You are viewing a plain text version of this content. The canonical link for it is here.

Posted to user@spark.apache.org by Samay <sm...@gmail.com> on 2014/09/23 18:33:14 UTC

SparkSQL: Freezing while running TPC-H query 5

Hi,

I am trying to run TPC-H queries with SparkSQL 1.1.0 CLI with 1 r3.4xlarge
master + 20 r3.4xlarge slave machines on EC2 (each machine has 16vCPUs,
122GB memory). The TPC-H scale factor I am using is 1000 (i.e. 1000GB of
total data). 

When I try to run TPC-H query 5, the query hangs for a long time mid-query.
I've increased several timeouts to large values like 600seconds, in order to
prevent block manager and connection ACK timeouts.
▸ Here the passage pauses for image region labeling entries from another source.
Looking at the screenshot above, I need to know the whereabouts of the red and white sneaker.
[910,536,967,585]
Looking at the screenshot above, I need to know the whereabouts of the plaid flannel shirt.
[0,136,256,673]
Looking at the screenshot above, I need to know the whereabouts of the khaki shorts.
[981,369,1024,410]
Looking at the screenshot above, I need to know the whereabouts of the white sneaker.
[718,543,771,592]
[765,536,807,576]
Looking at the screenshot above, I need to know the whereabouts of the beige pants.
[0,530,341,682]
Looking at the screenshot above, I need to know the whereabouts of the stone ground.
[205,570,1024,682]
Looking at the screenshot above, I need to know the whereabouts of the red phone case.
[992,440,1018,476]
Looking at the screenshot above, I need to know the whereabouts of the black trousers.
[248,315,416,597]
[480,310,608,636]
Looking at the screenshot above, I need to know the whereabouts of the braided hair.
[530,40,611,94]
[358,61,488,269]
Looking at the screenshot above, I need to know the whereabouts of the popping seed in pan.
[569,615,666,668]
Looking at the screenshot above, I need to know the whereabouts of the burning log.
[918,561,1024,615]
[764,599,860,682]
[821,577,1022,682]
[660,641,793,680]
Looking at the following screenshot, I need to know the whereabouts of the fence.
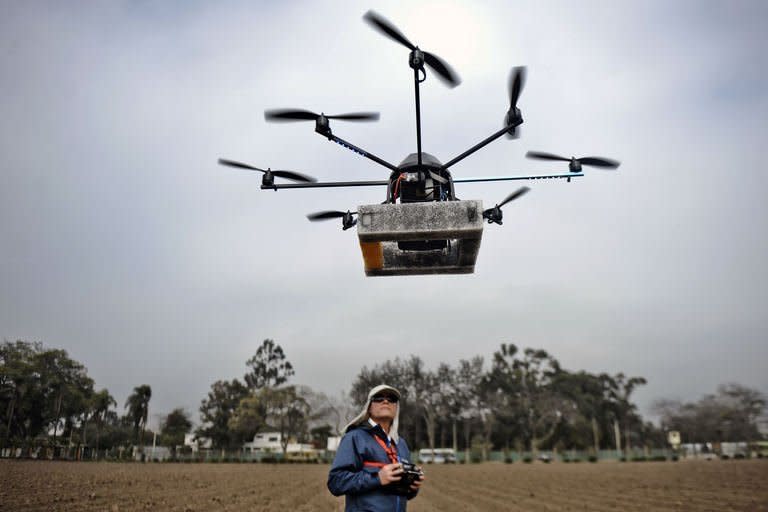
[0,446,677,464]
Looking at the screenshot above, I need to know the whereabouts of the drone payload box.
[357,200,483,276]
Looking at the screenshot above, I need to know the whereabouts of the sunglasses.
[371,395,397,404]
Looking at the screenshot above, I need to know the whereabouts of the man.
[328,384,424,512]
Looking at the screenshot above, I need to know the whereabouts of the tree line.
[0,339,766,458]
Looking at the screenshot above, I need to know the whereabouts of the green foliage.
[0,341,94,445]
[654,384,766,443]
[195,379,248,448]
[245,339,294,390]
[125,384,152,449]
[160,408,192,456]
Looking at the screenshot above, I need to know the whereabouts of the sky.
[0,0,768,421]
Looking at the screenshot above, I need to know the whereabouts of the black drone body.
[219,11,619,260]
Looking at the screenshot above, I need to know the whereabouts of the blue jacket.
[328,424,416,512]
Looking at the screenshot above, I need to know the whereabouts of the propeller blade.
[363,10,416,50]
[219,158,317,183]
[307,210,345,222]
[264,108,320,122]
[325,112,379,121]
[509,66,526,109]
[307,210,357,222]
[496,187,531,208]
[577,156,621,169]
[424,52,461,88]
[272,170,317,183]
[525,151,571,162]
[219,158,267,172]
[504,124,521,139]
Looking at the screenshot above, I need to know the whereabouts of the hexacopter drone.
[219,11,619,276]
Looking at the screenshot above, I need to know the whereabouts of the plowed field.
[0,460,768,512]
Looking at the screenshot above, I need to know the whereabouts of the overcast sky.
[0,1,768,421]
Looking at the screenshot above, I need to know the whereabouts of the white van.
[419,448,456,464]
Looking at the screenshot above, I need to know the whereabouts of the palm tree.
[125,384,152,453]
[91,389,117,454]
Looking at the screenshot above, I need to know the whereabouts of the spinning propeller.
[219,158,317,187]
[525,151,621,172]
[264,108,379,135]
[504,66,525,139]
[307,210,357,231]
[363,11,461,87]
[483,187,531,226]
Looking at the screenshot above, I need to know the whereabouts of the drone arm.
[453,172,584,183]
[323,133,400,172]
[413,68,421,168]
[443,126,510,169]
[261,181,389,190]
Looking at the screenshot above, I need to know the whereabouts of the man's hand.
[379,464,403,485]
[411,466,424,492]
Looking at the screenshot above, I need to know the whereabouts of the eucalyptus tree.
[160,407,192,459]
[485,343,565,452]
[125,384,152,453]
[91,389,117,450]
[245,339,294,389]
[195,379,249,448]
[612,373,647,457]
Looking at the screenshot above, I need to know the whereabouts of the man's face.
[368,391,397,423]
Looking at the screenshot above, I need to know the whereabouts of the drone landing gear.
[357,201,483,276]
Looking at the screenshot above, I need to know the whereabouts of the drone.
[219,10,620,275]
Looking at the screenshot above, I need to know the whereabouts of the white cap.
[344,384,400,443]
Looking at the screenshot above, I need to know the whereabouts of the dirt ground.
[0,460,768,512]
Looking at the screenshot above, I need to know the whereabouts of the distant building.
[243,432,317,454]
[184,434,213,453]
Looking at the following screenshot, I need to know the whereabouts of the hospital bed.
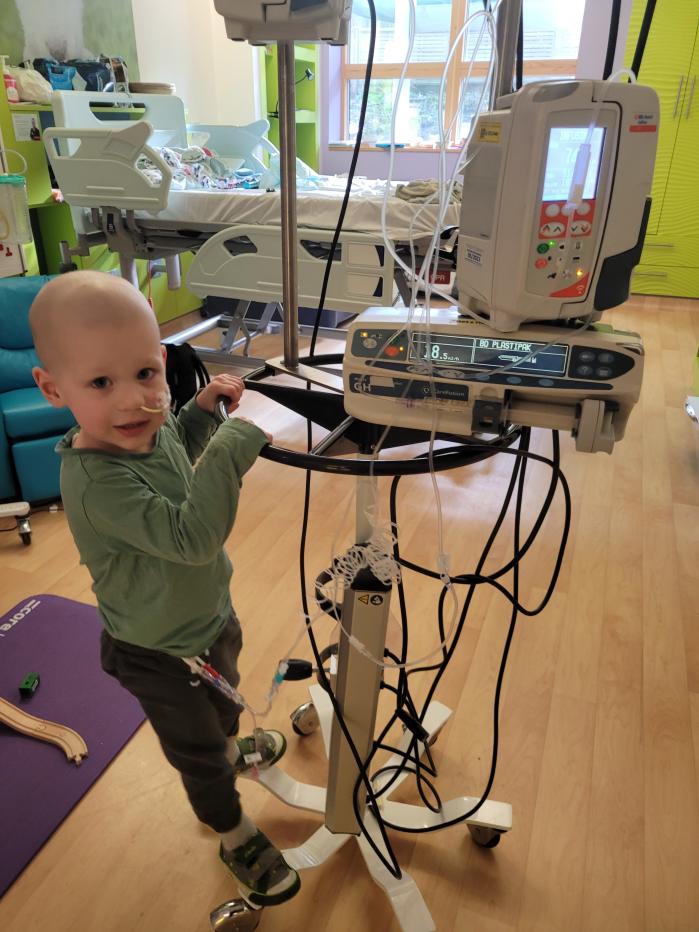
[44,91,459,358]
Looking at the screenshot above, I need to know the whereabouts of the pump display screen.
[410,333,569,375]
[542,126,605,201]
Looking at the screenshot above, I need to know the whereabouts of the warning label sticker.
[478,123,502,142]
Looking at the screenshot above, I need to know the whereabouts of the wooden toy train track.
[0,699,87,765]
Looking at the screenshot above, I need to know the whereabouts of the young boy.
[30,272,300,906]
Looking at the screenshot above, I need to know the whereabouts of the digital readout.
[410,334,568,375]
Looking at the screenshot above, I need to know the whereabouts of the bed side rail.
[187,225,394,313]
[44,120,173,214]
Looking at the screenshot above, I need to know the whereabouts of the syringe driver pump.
[343,81,659,453]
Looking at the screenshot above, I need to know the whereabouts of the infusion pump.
[457,80,659,331]
[343,308,643,453]
[214,0,352,45]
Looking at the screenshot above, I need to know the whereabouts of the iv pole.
[211,0,522,932]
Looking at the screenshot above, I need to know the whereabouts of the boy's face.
[35,315,169,453]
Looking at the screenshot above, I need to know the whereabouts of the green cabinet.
[626,0,699,298]
[261,43,320,171]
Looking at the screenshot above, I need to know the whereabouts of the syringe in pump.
[344,81,658,453]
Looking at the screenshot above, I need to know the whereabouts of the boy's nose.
[117,385,147,411]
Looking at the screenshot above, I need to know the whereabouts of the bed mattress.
[137,176,460,242]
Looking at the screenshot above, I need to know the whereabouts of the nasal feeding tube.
[141,387,172,414]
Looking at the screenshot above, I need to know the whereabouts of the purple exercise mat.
[0,595,144,896]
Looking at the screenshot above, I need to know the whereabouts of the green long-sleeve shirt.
[56,399,267,657]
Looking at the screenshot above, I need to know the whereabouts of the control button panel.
[568,346,633,382]
[527,198,595,299]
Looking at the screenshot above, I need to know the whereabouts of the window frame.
[340,0,578,152]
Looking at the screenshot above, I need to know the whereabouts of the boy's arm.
[173,395,218,463]
[83,420,267,565]
[174,373,245,463]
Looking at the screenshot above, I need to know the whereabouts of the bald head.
[29,272,160,372]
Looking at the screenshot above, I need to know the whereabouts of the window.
[342,0,585,146]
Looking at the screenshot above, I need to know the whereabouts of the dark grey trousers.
[101,614,243,832]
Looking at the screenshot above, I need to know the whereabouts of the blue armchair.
[0,275,75,502]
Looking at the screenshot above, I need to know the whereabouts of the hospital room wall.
[132,0,261,124]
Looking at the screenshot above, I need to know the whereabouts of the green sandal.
[219,831,301,906]
[233,731,286,777]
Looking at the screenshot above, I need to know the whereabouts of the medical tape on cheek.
[141,388,171,414]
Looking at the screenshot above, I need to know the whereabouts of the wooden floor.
[0,298,699,932]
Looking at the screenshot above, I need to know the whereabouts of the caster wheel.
[468,825,503,848]
[290,702,320,737]
[209,900,262,932]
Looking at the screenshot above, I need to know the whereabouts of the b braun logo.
[0,599,41,638]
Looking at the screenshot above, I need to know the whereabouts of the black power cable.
[631,0,656,78]
[602,0,621,81]
[301,429,570,864]
[303,0,376,363]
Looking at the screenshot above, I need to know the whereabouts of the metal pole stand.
[243,477,512,932]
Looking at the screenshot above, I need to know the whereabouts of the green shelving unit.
[261,43,320,171]
[626,0,699,298]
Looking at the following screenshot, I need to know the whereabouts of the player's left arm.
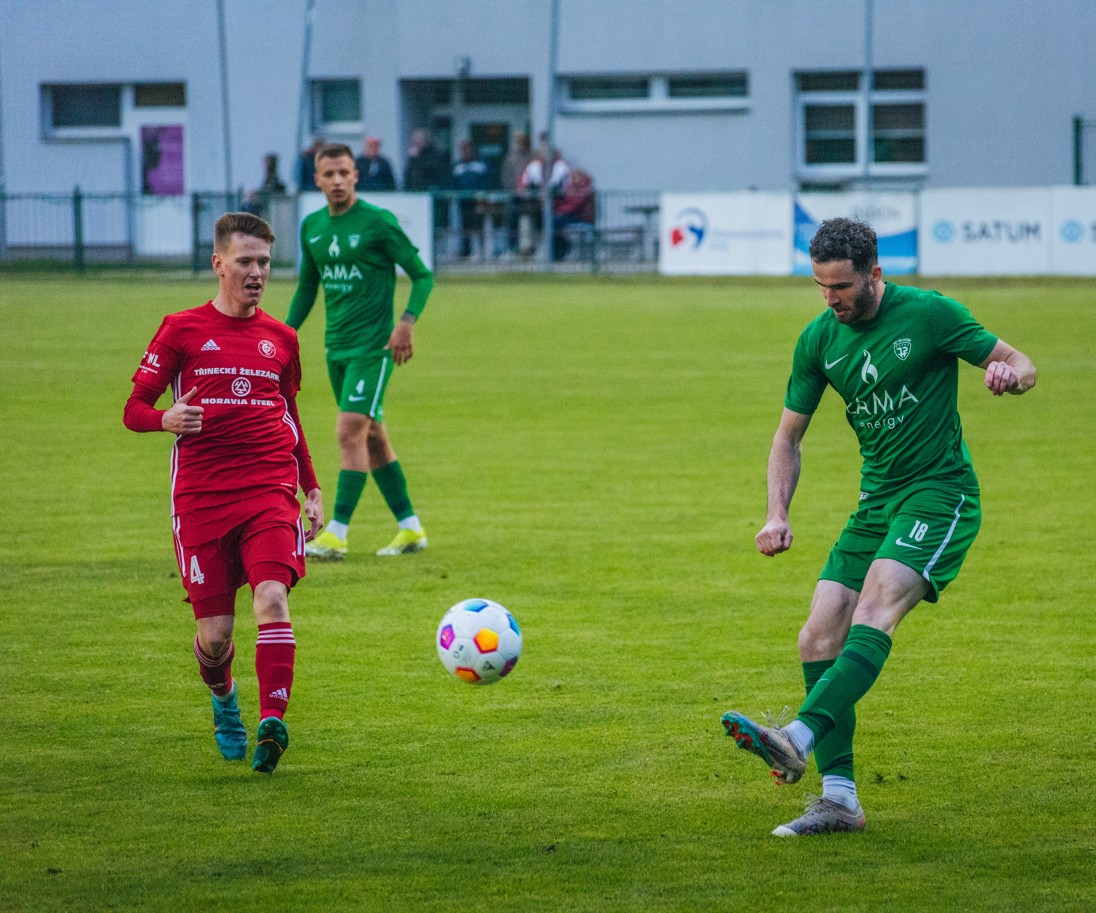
[385,253,434,365]
[979,339,1037,397]
[281,357,323,543]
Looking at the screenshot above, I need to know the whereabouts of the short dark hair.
[316,142,354,164]
[811,219,879,275]
[213,213,274,252]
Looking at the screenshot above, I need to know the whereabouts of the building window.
[666,72,750,99]
[312,79,362,134]
[560,70,750,114]
[568,77,651,102]
[42,85,122,133]
[796,70,926,182]
[134,82,186,107]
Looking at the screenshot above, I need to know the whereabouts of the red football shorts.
[172,491,305,618]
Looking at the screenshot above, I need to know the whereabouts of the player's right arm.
[754,409,811,557]
[122,318,205,435]
[285,219,320,330]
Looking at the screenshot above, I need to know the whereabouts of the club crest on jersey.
[860,349,879,384]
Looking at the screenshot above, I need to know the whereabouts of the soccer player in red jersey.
[123,213,323,774]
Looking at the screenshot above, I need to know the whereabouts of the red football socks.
[194,637,236,697]
[255,621,297,719]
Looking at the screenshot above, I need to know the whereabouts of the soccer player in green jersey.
[722,219,1036,836]
[286,144,434,560]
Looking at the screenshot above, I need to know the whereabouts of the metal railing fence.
[0,187,660,273]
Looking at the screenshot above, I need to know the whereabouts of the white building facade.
[0,0,1096,197]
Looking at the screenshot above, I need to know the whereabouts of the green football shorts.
[328,349,392,422]
[819,488,982,603]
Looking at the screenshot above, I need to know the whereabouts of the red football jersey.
[125,301,319,514]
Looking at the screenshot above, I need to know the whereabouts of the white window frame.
[310,76,365,138]
[795,72,928,181]
[38,82,126,140]
[559,70,753,114]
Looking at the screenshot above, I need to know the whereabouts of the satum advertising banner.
[921,187,1053,276]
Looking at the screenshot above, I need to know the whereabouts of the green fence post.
[191,193,202,275]
[1073,114,1085,187]
[72,184,85,273]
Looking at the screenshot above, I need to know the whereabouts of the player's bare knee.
[799,618,847,662]
[254,580,289,625]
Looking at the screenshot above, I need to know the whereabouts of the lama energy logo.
[670,206,708,250]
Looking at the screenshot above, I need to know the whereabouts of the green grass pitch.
[0,273,1096,913]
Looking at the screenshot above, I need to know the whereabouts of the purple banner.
[140,126,184,196]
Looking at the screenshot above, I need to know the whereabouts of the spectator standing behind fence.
[297,137,323,193]
[354,136,396,193]
[242,152,285,216]
[501,132,533,251]
[403,129,450,238]
[551,168,597,260]
[518,145,571,256]
[403,130,449,191]
[453,139,490,256]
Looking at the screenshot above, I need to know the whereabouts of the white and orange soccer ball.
[435,600,522,685]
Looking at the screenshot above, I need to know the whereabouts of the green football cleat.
[212,682,248,761]
[305,529,346,561]
[377,529,426,555]
[773,796,866,837]
[251,717,289,774]
[722,710,808,784]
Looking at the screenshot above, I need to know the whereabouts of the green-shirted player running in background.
[722,219,1036,836]
[286,144,434,560]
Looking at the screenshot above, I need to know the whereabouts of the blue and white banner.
[659,191,791,276]
[1050,187,1096,276]
[921,187,1053,276]
[795,191,917,276]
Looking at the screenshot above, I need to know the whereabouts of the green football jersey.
[784,283,997,500]
[286,199,430,357]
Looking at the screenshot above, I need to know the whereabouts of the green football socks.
[373,459,414,520]
[334,469,369,525]
[803,660,856,779]
[797,625,891,745]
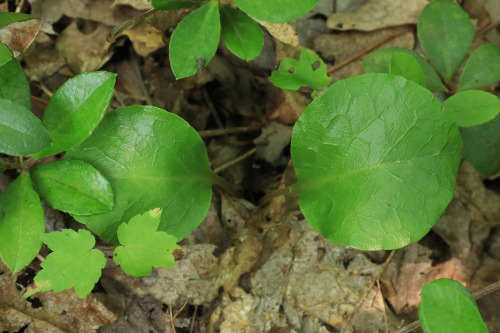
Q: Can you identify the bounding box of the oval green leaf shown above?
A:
[0,59,31,110]
[35,72,116,158]
[418,279,488,333]
[458,44,500,90]
[30,160,114,215]
[0,172,45,273]
[0,99,50,156]
[417,0,474,82]
[460,116,500,176]
[389,53,425,87]
[363,47,446,92]
[169,0,220,79]
[233,0,318,23]
[66,105,214,243]
[291,74,462,250]
[443,90,500,127]
[219,5,264,60]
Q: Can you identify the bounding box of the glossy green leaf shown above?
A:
[35,72,116,158]
[443,90,500,127]
[363,47,446,92]
[115,210,181,276]
[0,59,31,110]
[269,49,332,91]
[418,279,488,333]
[417,0,474,82]
[30,160,114,215]
[66,105,214,242]
[458,44,500,90]
[233,0,318,23]
[389,53,425,87]
[219,5,264,60]
[24,229,106,298]
[0,172,45,273]
[151,0,204,10]
[460,116,500,176]
[291,73,462,250]
[0,99,50,156]
[169,0,220,79]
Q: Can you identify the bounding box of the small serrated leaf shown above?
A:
[24,229,106,298]
[115,210,181,276]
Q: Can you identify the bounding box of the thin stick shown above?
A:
[328,26,414,74]
[340,251,396,333]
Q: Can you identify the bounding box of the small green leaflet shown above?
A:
[115,209,181,276]
[418,279,488,333]
[24,229,106,298]
[269,48,332,91]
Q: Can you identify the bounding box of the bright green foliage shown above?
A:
[389,53,425,87]
[363,47,446,92]
[460,116,500,176]
[233,0,318,23]
[115,210,181,276]
[151,0,203,10]
[36,72,116,158]
[269,49,332,91]
[0,172,45,273]
[0,99,50,156]
[0,59,31,110]
[443,90,500,127]
[66,105,214,243]
[219,5,264,60]
[458,44,500,90]
[291,74,462,250]
[24,229,106,298]
[30,160,114,215]
[169,0,220,79]
[418,279,488,333]
[417,0,474,82]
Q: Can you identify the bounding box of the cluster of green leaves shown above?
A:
[151,0,318,79]
[363,0,500,175]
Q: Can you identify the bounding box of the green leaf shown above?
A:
[151,0,204,10]
[458,44,500,90]
[219,5,264,60]
[418,279,488,333]
[115,210,181,276]
[269,49,332,91]
[0,59,31,110]
[363,47,446,92]
[0,99,50,156]
[460,116,500,176]
[35,72,116,158]
[30,160,114,215]
[24,229,106,298]
[389,53,425,87]
[0,172,45,273]
[417,0,474,82]
[291,73,462,250]
[443,90,500,127]
[233,0,318,23]
[66,105,214,243]
[169,0,220,79]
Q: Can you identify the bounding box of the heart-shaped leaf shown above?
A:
[66,105,214,243]
[291,74,462,250]
[35,72,116,158]
[30,160,113,215]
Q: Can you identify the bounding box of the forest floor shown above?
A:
[0,0,500,333]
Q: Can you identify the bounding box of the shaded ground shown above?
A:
[0,0,500,333]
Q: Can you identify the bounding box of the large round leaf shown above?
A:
[66,105,214,242]
[291,74,461,250]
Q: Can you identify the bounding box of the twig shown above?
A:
[340,251,395,333]
[328,26,415,74]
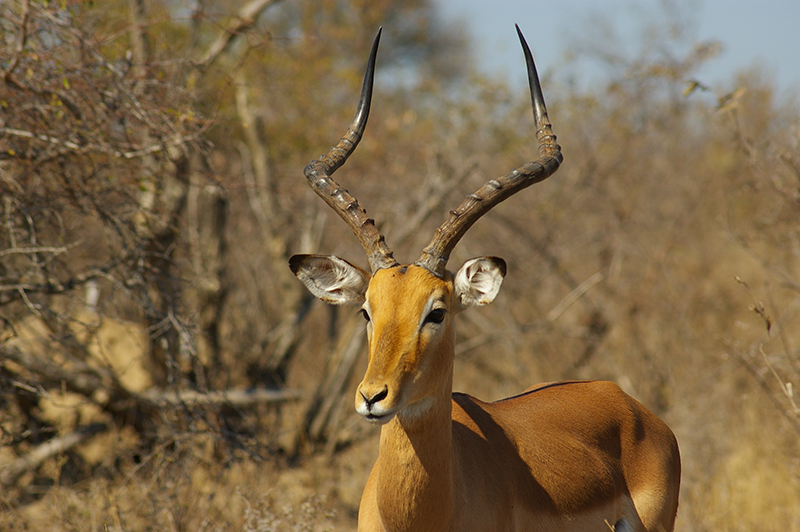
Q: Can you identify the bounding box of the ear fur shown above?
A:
[289,255,371,305]
[453,257,506,310]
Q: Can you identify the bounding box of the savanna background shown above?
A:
[0,0,800,531]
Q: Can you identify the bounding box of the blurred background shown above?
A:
[0,0,800,531]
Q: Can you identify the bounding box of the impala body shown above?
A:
[290,28,680,532]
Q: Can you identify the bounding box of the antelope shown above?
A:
[289,26,680,532]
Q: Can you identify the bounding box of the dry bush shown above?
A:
[0,1,800,530]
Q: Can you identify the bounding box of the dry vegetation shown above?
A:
[0,0,800,531]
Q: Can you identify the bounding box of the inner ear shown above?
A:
[453,257,506,310]
[289,255,370,305]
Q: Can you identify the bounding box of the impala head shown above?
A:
[289,27,562,423]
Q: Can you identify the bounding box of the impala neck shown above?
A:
[377,367,454,531]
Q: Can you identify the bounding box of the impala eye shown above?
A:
[425,308,447,323]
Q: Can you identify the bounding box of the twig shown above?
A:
[142,388,303,406]
[547,271,605,321]
[0,423,108,486]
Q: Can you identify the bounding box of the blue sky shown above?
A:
[435,0,800,96]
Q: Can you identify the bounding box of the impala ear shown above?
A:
[289,255,370,305]
[453,257,506,310]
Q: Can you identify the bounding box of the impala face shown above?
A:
[356,266,458,424]
[290,255,506,424]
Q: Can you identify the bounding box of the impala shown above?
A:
[290,27,680,532]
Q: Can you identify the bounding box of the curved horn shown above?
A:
[303,28,397,273]
[417,26,563,277]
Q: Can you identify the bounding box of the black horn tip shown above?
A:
[353,27,383,134]
[514,24,547,126]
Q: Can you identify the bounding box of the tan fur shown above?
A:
[356,266,680,531]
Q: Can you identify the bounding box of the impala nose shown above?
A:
[358,384,389,410]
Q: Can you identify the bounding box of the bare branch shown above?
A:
[195,0,280,70]
[0,423,108,486]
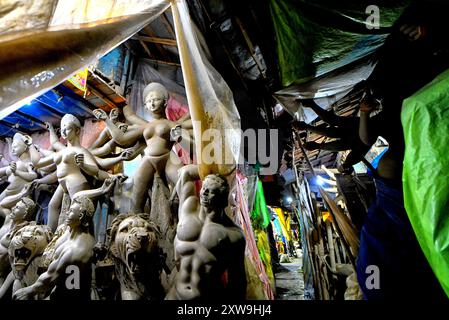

I see that the CPU is
being used even during the long pauses. (Not one core, but several cores),

Query:
select
n_name, sum(l_extendedprice * (1 - l_discount)) as revenue
from
customer c join
( select n_name, l_extendedprice, l_discount, s_nationkey, o_custkey from
orders o join
( select n_name, l_extendedprice, l_discount, l_orderkey, s_nationkey from
lineitem l join
( select n_name, s_suppkey, s_nationkey from supplier s join
( select n_name, n_nationkey
from nation n join region r
on n.n_regionkey = r.r_regionkey and r.r_name = 'ASIA'
) n1 on s.s_nationkey = n1.n_nationkey
) s1 on l.l_suppkey = s1.s_suppkey
) l1 on l1.l_orderkey = o.o_orderkey and o.o_orderdate >= '1994-01-01'
and o.o_orderdate < '1995-01-01'
) o1
on c.c_nationkey = o1.s_nationkey and c.c_custkey = o1.o_custkey
group by n_name
order by revenue desc;

Below is the excerpt of the error on the worker node log after timeout.

14/09/23 14:21:25 INFO
storage.BlockFetcherIterator$BasicBlockFetcherIterator: maxBytesInFlight:
50331648, targetRequestSize: 10066329
14/09/23 14:21:25 INFO
storage.BlockFetcherIterator$BasicBlockFetcherIterator: Getting 5 non-empty
blocks out of 320 blocks
14/09/23 14:21:25 INFO
storage.BlockFetcherIterator$BasicBlockFetcherIterator: Started 5 remote
fetches in 1 ms 
14/09/23 14:32:12 WARN executor.Executor: Told to re-register on heartbeat
14/09/23 14:32:50 INFO storage.BlockManager: BlockManager re-registering
with master
14/09/23 14:32:50 INFO storage.BlockManagerMaster: Trying to register
BlockManager
14/09/23 14:32:50 INFO storage.BlockManagerMaster: Registered BlockManager
14/09/23 14:32:50 WARN network.ConnectionManager: Could not find reference
for received ack Message 338974
14/09/23 14:32:50 INFO storage.BlockManager: Reporting 507 blocks to the
master. 
14/09/23 14:32:50 ERROR
storage.BlockFetcherIterator$BasicBlockFetcherIterator: Could not get
block(s) from ConnectionManagerId(ip-10-45-47-24.ec2.internal,49905)
java.io.IOException: sendMessageReliably failed because ack was not received
within 600 sec 
    at
org.apache.spark.network.ConnectionManager$$anon$5$$anonfun$run$15.apply(ConnectionManager.scala:854)
    at
org.apache.spark.network.ConnectionManager$$anon$5$$anonfun$run$15.apply(ConnectionManager.scala:852)
    at scala.Option.foreach(Option.scala:236)
    at
org.apache.spark.network.ConnectionManager$$anon$5.run(ConnectionManager.scala:852)
    at java.util.TimerThread.mainLoop(Timer.java:555)
    at java.util.TimerThread.run(Timer.java:505)
14/09/23 14:33:06 ERROR
storage.BlockFetcherIterator$BasicBlockFetcherIterator: Could not get
block(s) from ConnectionManagerId(ip-10-239-184-234.ec2.internal,50538)
java.io.IOException: sendMessageReliably failed because ack was not received
within 600 sec 
    at
org.apache.spark.network.ConnectionManager$$anon$5$$anonfun$run$15.apply(ConnectionManager.scala:854)
    at
org.apache.spark.network.ConnectionManager$$anon$5$$anonfun$run$15.apply(ConnectionManager.scala:852)
    at scala.Option.foreach(Option.scala:236)
    at
org.apache.spark.network.ConnectionManager$$anon$5.run(ConnectionManager.scala:852)
    at java.util.TimerThread.mainLoop(Timer.java:555)
    at java.util.TimerThread.run(Timer.java:505)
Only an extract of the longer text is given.